MORE: Dayton rallies against KKK: ‘This ugly chapter is over,’ but work to be done
Streets to Be Closed Monday for MLK March:
Following are the scheduled street closures (provided by the Dayton Police Department) for the Martin Luther King Day March on Monday. The march kicks off from 1323 W. Third St. at approximately 10 a.m. and ends at the Dayton Convention Center around 10:45 a.m. or shortly after.

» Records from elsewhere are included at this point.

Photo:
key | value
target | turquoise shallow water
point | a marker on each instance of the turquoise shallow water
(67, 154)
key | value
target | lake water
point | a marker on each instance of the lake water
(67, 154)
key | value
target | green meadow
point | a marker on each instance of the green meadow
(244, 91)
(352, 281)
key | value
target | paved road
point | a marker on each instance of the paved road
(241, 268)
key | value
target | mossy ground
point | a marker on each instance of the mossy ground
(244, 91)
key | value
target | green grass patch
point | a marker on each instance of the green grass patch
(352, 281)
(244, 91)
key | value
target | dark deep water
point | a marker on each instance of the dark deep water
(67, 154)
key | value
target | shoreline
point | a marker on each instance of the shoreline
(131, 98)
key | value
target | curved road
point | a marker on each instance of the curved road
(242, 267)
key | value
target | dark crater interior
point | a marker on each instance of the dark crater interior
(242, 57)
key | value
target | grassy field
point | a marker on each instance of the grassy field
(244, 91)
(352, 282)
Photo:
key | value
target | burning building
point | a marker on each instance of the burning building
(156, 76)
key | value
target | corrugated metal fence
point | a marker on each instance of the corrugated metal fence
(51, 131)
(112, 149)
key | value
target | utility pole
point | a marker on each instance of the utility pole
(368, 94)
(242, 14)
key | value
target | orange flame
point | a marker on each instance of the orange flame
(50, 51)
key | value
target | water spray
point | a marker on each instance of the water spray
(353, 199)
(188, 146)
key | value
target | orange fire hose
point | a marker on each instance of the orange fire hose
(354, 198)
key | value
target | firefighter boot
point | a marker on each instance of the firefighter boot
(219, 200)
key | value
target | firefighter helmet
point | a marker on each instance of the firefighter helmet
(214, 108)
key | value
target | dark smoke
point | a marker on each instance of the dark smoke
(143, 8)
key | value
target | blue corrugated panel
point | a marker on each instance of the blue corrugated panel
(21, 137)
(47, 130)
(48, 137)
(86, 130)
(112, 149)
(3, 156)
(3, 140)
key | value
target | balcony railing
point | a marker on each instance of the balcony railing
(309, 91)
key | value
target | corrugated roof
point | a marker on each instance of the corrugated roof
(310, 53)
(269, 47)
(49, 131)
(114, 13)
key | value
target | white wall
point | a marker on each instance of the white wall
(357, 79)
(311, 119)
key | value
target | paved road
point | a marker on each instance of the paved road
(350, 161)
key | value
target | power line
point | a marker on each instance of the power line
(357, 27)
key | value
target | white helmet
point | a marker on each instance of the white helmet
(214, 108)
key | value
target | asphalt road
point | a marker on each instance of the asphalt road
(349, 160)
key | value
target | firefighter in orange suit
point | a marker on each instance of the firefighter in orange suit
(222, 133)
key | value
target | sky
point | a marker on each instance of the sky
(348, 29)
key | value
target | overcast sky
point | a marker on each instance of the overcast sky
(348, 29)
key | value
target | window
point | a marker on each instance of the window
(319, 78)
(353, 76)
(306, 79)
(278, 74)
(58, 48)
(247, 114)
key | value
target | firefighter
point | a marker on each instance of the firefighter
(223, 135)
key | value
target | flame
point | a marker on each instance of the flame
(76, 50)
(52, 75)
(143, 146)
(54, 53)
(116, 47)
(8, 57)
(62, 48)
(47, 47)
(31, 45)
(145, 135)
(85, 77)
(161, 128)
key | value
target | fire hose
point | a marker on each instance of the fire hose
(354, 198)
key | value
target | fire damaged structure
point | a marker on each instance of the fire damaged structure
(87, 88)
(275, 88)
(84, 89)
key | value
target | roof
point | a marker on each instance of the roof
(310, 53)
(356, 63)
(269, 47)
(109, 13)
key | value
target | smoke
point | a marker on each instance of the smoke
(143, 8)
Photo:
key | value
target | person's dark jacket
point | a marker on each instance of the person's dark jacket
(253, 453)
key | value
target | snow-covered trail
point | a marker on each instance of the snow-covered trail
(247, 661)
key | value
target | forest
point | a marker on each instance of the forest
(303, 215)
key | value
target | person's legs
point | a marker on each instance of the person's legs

The entire primary march route will be closed to vehicular traffic. Streets will be closed as required and directed by the parade commander.
The following streets will be closed to all vehicular traffic:
• West Third Street from Paul Laurence Dunbar Street to Edwin C. Moses Blvd.
• Broadway from Second Street to Fourth Street
• Edwin C. Moses Boulevard from Washington to Third Street
• Robert Drive from Third Street to Fifth Street
• Fourth Street from Wilkinson to Robert Drive
• Perry Street from Third Street to Fifth Street
• Wilkinson Street from Fourth Street to Fifth Street
• Ludlow Street from Fourth Street to Fifth Street
• South Main Street from Fourth Street to Fifth Street
• Fifth Street from Edwin C. Moses Boulevard to Jefferson Street
Due to the length of the route, intersecting streets will be closed on an as-needed basis to facilitate vehicular traffic while providing safety for the participants.